Es hat Kommissionen gegeben, eigene Staatssekretäre für eine Reform des Staates, in Wirk­lichkeit hat sich aber nichts Wesentliches geändert, weil sich diese Machtblöcke innerhalb der ÖVP, innerhalb der SPÖ immer sehr stark durchgesetzt haben.

In der Vergangenheit hat sich ein erfreulicher Umdenkprozess ergeben, nämlich: Frau Minister Gehrer hat ursprünglich gesagt, es gäbe keine Änderung bei den Landesschulräten. Schon im Jahr 1993 hat unser damaliger Landesparteiobmann und jetziger Landeshauptmann Haider ge­sagt, die Bezirks- und Landesschulräte sollten die Länder übernehmen. Darauf folgte wütender Protest. Frau Dr. Riess-Passer hat im Jahr 2000 gesagt, die Landesschulräte sollten ersatzlos gestrichen werden. Dazu ist dann auch noch die Kritik des Rechnungshofes gekommen. Im Juni 2000 hat sich Frau Minister Gehrer noch gegen die Abschaffung der Landesschulräte aus­gesprochen. – Jetzt, am 17. Jänner 2003, hat die Frau Minister die Abschaffung der Landes­schulräte gefordert und eben gemeint, dass man diese Institution besser, effektvoller regeln kann.
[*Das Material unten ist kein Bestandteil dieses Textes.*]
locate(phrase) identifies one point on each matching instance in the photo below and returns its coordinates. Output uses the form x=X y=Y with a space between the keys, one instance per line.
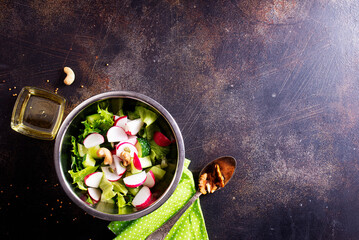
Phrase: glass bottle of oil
x=37 y=113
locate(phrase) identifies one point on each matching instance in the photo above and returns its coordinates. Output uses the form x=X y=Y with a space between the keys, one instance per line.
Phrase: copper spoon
x=226 y=164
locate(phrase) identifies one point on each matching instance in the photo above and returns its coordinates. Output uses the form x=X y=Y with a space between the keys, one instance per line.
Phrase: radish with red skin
x=116 y=134
x=117 y=165
x=150 y=180
x=134 y=126
x=161 y=140
x=126 y=146
x=137 y=162
x=95 y=194
x=93 y=179
x=121 y=122
x=93 y=139
x=135 y=180
x=115 y=118
x=132 y=139
x=142 y=198
x=111 y=176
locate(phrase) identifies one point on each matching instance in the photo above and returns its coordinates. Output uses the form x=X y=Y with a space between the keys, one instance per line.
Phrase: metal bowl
x=69 y=127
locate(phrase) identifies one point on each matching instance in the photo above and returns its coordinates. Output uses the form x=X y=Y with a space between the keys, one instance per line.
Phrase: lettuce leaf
x=78 y=177
x=76 y=159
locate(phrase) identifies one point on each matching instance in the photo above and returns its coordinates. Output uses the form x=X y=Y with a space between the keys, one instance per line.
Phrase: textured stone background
x=272 y=83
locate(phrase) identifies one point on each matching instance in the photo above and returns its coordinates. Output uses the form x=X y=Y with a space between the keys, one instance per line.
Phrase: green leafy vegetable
x=76 y=159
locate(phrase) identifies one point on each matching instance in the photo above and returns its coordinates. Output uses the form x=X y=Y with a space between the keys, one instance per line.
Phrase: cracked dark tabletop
x=272 y=83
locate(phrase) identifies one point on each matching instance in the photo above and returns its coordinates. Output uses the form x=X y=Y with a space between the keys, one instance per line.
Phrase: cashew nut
x=70 y=78
x=104 y=152
x=125 y=157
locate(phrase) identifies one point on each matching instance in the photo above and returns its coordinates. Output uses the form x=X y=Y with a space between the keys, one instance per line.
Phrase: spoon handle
x=161 y=233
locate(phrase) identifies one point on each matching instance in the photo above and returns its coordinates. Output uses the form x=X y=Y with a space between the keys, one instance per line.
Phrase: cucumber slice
x=146 y=162
x=143 y=147
x=119 y=187
x=107 y=189
x=92 y=151
x=134 y=191
x=88 y=161
x=107 y=206
x=92 y=118
x=82 y=150
x=125 y=210
x=121 y=202
x=158 y=172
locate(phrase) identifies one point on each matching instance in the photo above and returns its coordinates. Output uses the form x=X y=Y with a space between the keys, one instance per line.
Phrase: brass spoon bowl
x=227 y=166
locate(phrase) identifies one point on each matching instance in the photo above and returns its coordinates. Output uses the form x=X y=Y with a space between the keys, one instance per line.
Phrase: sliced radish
x=117 y=165
x=93 y=139
x=126 y=146
x=135 y=180
x=134 y=126
x=150 y=180
x=136 y=162
x=110 y=175
x=95 y=194
x=161 y=140
x=115 y=118
x=116 y=134
x=93 y=179
x=132 y=139
x=142 y=198
x=121 y=122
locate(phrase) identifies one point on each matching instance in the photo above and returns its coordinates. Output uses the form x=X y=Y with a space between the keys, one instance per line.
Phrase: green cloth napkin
x=190 y=226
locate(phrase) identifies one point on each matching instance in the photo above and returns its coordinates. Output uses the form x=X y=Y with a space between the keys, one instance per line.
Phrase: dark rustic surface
x=273 y=83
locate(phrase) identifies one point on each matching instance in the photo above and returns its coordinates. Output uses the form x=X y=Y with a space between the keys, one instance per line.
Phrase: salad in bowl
x=119 y=156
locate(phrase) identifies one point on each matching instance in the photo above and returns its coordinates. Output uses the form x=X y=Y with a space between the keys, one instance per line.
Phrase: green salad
x=122 y=159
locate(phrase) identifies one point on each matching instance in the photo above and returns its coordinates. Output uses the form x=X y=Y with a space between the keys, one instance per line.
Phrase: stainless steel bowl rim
x=61 y=172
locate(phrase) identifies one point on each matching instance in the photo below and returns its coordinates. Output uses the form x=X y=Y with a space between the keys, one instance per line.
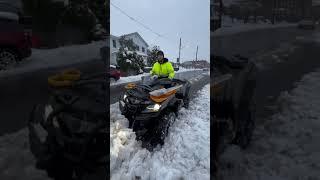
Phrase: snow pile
x=16 y=160
x=231 y=28
x=185 y=154
x=286 y=146
x=62 y=56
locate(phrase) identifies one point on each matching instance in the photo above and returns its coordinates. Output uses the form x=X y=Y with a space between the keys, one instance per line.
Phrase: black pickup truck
x=233 y=107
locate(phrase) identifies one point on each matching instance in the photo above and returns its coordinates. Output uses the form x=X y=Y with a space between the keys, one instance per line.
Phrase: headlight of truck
x=154 y=107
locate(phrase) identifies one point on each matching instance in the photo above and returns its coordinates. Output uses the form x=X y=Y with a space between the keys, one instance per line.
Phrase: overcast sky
x=188 y=19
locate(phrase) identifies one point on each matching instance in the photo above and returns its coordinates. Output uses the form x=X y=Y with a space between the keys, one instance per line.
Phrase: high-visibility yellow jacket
x=163 y=70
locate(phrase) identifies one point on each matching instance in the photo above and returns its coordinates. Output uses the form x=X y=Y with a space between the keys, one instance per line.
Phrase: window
x=114 y=43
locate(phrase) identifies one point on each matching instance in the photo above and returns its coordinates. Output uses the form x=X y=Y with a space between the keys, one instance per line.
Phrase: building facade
x=142 y=46
x=215 y=14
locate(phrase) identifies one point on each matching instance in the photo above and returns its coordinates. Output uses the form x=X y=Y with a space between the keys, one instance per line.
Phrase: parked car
x=15 y=41
x=307 y=24
x=114 y=73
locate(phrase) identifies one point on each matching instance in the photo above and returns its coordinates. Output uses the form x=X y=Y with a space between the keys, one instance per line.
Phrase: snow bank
x=62 y=56
x=185 y=154
x=16 y=160
x=231 y=28
x=127 y=79
x=285 y=146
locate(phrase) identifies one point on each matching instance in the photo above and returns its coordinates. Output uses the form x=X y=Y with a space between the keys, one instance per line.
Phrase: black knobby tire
x=8 y=57
x=246 y=124
x=162 y=130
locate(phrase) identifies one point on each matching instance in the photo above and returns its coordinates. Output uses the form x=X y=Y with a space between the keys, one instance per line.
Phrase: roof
x=136 y=33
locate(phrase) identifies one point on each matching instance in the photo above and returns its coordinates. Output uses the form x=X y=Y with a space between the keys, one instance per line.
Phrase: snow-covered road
x=62 y=56
x=185 y=154
x=285 y=145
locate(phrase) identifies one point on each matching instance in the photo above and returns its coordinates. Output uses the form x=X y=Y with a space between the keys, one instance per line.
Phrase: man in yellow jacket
x=162 y=68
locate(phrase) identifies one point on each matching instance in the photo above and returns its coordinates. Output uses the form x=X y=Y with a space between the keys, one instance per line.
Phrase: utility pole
x=197 y=54
x=178 y=62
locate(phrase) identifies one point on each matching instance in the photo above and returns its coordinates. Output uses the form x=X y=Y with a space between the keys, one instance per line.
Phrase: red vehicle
x=114 y=73
x=15 y=40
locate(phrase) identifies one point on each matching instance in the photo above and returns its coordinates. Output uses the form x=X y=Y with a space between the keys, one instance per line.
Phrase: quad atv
x=68 y=134
x=232 y=93
x=152 y=106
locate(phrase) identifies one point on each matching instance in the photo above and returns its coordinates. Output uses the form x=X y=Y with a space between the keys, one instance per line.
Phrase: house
x=142 y=46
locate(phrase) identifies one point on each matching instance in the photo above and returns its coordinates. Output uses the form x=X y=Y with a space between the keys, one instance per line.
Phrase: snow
x=229 y=28
x=285 y=145
x=9 y=15
x=315 y=2
x=127 y=79
x=62 y=56
x=185 y=154
x=16 y=160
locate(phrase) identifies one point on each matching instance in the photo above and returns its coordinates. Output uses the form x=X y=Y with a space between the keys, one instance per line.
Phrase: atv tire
x=246 y=125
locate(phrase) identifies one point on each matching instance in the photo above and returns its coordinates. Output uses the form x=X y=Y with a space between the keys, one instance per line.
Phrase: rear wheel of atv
x=162 y=130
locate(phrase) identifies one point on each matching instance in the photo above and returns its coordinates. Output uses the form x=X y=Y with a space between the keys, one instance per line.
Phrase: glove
x=154 y=77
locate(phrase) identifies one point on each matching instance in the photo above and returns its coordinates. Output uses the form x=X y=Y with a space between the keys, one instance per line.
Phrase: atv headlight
x=154 y=107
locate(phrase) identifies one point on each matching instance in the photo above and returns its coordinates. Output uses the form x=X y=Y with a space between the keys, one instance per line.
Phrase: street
x=19 y=93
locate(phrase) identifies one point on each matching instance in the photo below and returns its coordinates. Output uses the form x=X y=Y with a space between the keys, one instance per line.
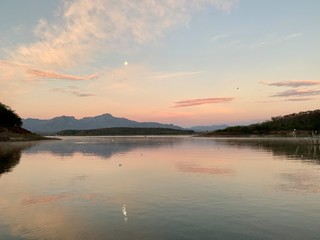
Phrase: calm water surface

Das ist etwas, das schon Beachtung verdient, und dieses Umdenken ist auch notwendig, meine sehr geehrten Damen und Herren!

Es gibt ein dringendes Bedürfnis, diese Staatsreform durchzuführen, aber dazu gehört Mut, da­zu gehört auch die Bereitschaft, Machtverzicht zu leisten. Ich appelliere insbesondere an die Länder sowie an die Arbeiterkammer und den Gewerkschaftsbund: Das ist unbedingt notwen­dig, damit Österreich ein moderner Staat ist, wie ihn andere europäische Länder schon lange verwirklicht haben. (Beifall bei den Freiheitlichen.)

9.59


Präsident Dr. Andreas Khol: Zu Wort gelangt nunmehr Frau Abgeordnete Mag. Stoisits. Ich schalte ihr die Uhr wunschgemäß auf 7 Minuten. – Bitte.

10.00


Abgeordnete Mag. Terezija Stoisits (Grüne): Dobar dan, poštovane dame i gospodo! Dobro jutro, gospod predsednik! (Abg. Mag. Schweitzer: Übersetzen, bitte!) Sehr geehrter Herr Präsi­dent! Sehr geehrte Frau Vizekanzlerin! Kolleginnen und Kollegen! Kollege Kogler, der Vorred­ner aus meiner Partei, der die Position der grünen Fraktion zu dieser Besoldungs-Novelle klar­gelegt hat, hat deutlich gemacht, dass die Grünen ihre Zustimmung zur Gehaltserhöhung für die öffentlich Bediensteten in Österreich geben werden, und hat auch Kritik dahin gehend geäußert, dass es an grundsätzlichen Überlegungen mangelt.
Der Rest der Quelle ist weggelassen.